Assault cases are defined under Ohio law as “causing or attempting to cause physical harm to another.” Charges can range from simple assault (the attempt to harm an individual) to felonious assault (where serious injury is caused). The penalties are harsh in all cases and include monetary fines and/or possible prison terms even when you may have been defending yourself.
Simple Assault vs. Felony Assault
Assault cases include a very broad range of injury-related crimes and can be quite complicated to define. “Simple assault” can range from a threat or attempt to harm another (such as threatening violence or shoving someone during an argument) to reckless behavior that results in injury (such as a hunting accident). Even if you don’t intend to injure anyone, you can be charged if your actions neglected to consider the safety of those around you.
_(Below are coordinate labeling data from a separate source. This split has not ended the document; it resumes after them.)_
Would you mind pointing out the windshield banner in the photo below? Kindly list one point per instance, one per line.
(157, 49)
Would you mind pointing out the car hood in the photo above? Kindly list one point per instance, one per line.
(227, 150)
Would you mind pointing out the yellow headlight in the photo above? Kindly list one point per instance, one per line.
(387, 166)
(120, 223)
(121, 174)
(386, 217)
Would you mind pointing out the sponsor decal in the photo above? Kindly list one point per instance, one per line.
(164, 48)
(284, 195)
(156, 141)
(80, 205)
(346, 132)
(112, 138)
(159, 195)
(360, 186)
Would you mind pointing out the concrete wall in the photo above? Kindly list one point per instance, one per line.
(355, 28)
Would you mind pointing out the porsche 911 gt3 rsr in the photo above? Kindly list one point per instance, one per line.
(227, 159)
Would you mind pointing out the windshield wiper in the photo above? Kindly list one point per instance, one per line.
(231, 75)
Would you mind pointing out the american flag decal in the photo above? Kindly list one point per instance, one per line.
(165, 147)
“Felony assault” is a much more serious crime and refers to violent incidents that include the use of a deadly weapon and/or the intent to cause someone serious harm. It also includes injury that occurs during an attempt to commit another felony, such as arson or rape. This also includes any sexual contact with a minor under 14 years of age.
Sentencing and Representation
Simple assault can often result in a misdemeanor charge and jail time, while felony assault results in fines and time in prison. If you have been arrested or charged, you need the representation of a competent, assertive attorney. The risks of going to court without a good attorney to defend you are too great.